Ned Batchelder: "Tabblo is written on the Django framework, and therefore, in Python. Ever since we were acquired by Hewlett-Packard two and a half years ago, there's been a debate about whether we should start working in Java, a far more common implementation language within HP. These debates come and go, with varying degrees of seriousness."

For anyone coming from Python and looking at the type system side of things, and not socio-technical factors such as what particular language a programming shop prefers to work in, I would recommend Scala over Java. It has a good type system, allows for brevity, and some constructs will feel very natural (Sequence Comprehensions, Map/Filter, Nested Functions, Tuples, Unified Types, Higher-Order Functions). Yes, I know you can run Django in the JVM via Jython, I know there's Clojure, and Groovy too. This is just about the theme of Ned's post, which is the type system. And Scala has a better one than Java.

James Bennett: "The other is that more power in the type system ultimately runs into a diminishing-returns problem, where each advance in the type system catches a smaller group of errors at the cost of a larger amount of programmer effort"

Sure, maybe at the higher order end of the language scale. But in the industry middle, there's less programmer effort around Scala than Java, modulo the IDE support but that changes year by year.

The Boy Hercules strangling a snake

Anyway, the real problem with Python isn't the type system - it's the GIL ;)

 

Bug 8220

"The TAG requests that the microdata feature be removed from the specification."

RDFa is preferred by the W3C TAG over the Microdata spec made up in HTML5.

How this one plays out will be interesting.  Pass the popcorn!

 

Java Software Foundation

Joe Gregorio: "Does the ASF realize that subversion isn't written in Java?"

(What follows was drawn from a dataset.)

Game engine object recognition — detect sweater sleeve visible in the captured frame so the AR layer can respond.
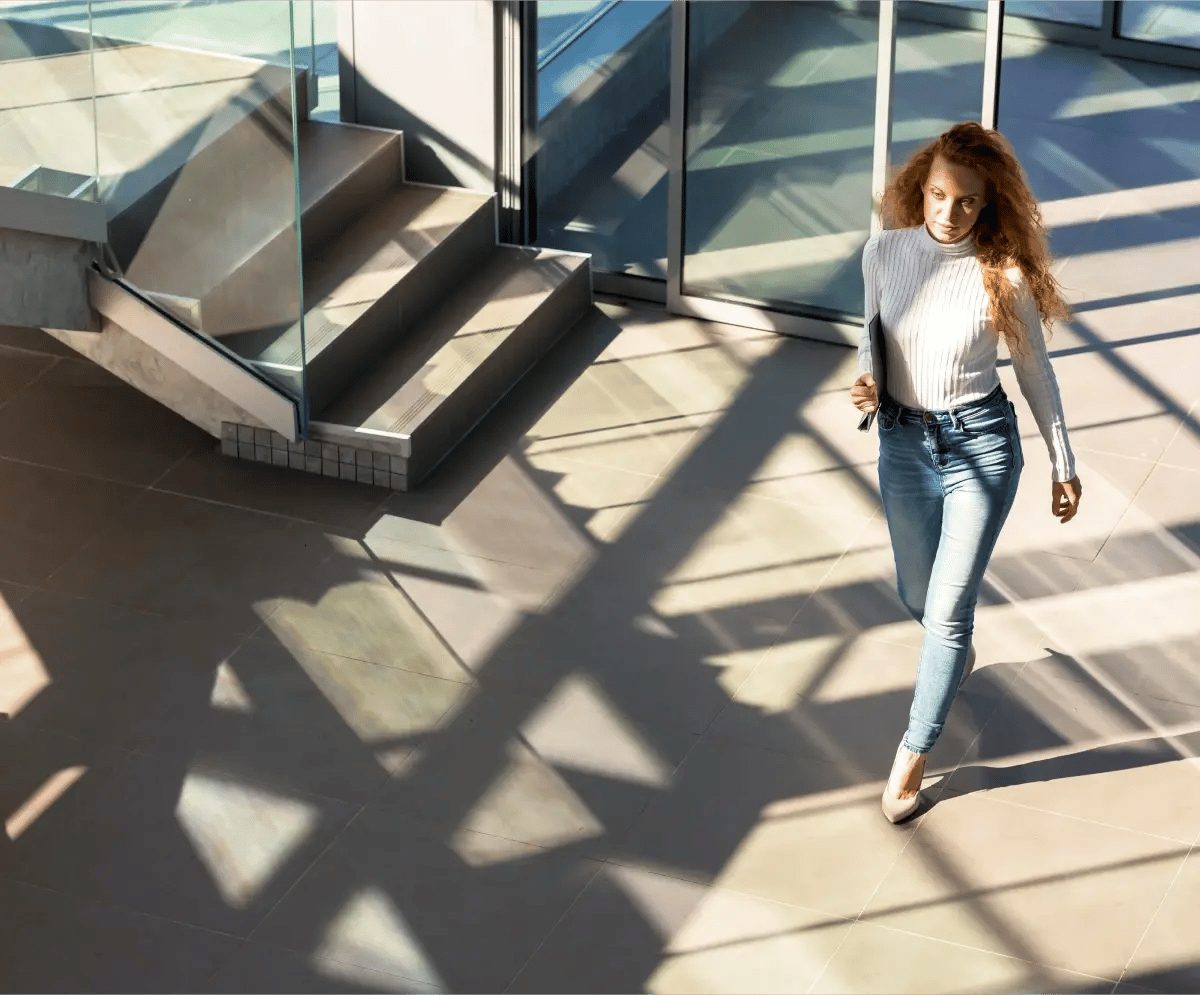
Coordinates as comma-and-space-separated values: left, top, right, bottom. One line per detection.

Better not tell them about Buildr, Thrift, CouchDB, Etch, TrafficServer et al.

 

Copier Heads

Robert Scoble: "Every month longer that this deal takes is tens of millions in Google’s pockets. Why? Well, the real race today isn’t for search. Isn’t for email. Isn’t for IM. It’s for ownership of your mobile phone."

That was back at beginning of 2008, at the height of the Microhoo excitement. It's interesting to revisit these things.

Scoble said that this because he "met the guy who runs China’s telecom last week in Davos. He’s seeing six million new people get a cell phone in China every month."

That was 138 per minute, about twice the growth rate of internet/web adoption. In terms of world wide adoption of phones, Scoble was probably off by an order of magnitude. It's not the "next big game" as one commenter put it (Tim O'Reilly). It is the big game.

Steve Jobs: "Basically they were copier heads that just had no clue about a computer or what it could do. And so they just grabbed, eh, grabbed defeat from the greatest victory in the computer industry. Xerox could have owned the entire computer industry today. Could have been you know a company ten times its size. Could have been IBM - could have been the IBM of the nineties. Could have been the Microsoft of the nineties."

I read 99 comments back then. About half a dozen picked up on the mobile point. Everyone was talking about property rights on social graphs and inferred information, or web2.0 ad models, or search, or the importance of email. Google still seems to the webco that understands best the importance of mobile.